I’ve discussed meditation’s benefits and apps that help you meditate elsewhere. Calming the mind is a great way to train yourself to let go of negative emotions like envy that can spiral out of control.
A meditation series I like for this purpose is Acceptance on Headspace. A key element of this pack is to ask yourself, “Who or what are you resisting in your life right now?” One of the teachings is that you tend to resist someone or something that reminds you of a quality you don’t like about yourself. Lots of learning to uncover here.
It sounds selfish, even narcissistic. But if you’re slipping from envy into feeling isolated and inferior, you’ll benefit from reminding yourself of your strengths. You can start by listing stuff you’re good at.
Your list can include whatever you want. Maybe you’re a spreadsheet whiz. Maybe you’re good at helping events run smoothly by taking care of things others don’t notice. Or you make a great mojito. If you’re okay sharing your list with someone else, ask your spouse or friend to help you add to it. They may notice something you take for granted.

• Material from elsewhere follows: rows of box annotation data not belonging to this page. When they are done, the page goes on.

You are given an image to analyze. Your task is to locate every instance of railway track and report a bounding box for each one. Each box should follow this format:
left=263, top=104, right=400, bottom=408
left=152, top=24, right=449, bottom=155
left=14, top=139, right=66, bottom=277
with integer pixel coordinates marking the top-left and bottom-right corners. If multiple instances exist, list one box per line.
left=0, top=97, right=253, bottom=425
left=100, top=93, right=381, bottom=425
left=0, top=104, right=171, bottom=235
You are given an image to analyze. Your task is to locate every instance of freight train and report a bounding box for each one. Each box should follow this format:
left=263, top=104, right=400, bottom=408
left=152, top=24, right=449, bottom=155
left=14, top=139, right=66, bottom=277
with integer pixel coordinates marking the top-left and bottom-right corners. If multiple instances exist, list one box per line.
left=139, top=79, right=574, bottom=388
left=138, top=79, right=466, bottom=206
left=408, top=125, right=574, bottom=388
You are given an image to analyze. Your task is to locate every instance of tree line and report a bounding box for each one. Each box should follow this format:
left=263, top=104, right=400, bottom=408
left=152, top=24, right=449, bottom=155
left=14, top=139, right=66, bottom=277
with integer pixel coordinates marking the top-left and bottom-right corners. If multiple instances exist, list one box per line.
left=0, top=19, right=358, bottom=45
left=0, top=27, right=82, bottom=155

You might enjoy using a self-assessment tool like StrengthsFinder. The exercise of identifying your abilities in this way can even help you discover strengths you didn’t know you had. Or things you “just do” that you didn’t realize were actually strengths.
Turning your attention to someone else can do wonders for your experience of envy. Focusing on another person’s needs can give you a completely different perspective on your own problems and inadequacies. You can join an organization as a volunteer, or look for ways to serve the people right around you. Helping others will end up helping you, too.
Break the cycle of envy: own your own journey
It’s hard to resist comparing yourself to others. Sometimes it looks like we’re on the same journey, only one of us is making better progress. But even if our destinations are similar, our paths are distinct.
You’re on your journey; I’m on mine. Our paths may overlap, but each of us arrived where we are now via different experiences. And neither of us can foresee individual twists and turns that lie ahead.
Right now, I may want your journey. But things could change. Or my perceptions might be inaccurate – maybe if I knew the truth, I wouldn’t want your journey at all.
Life’s complicated enough. It’s best for me to focus on my own path. Not to wonder if I’d be better off on yours.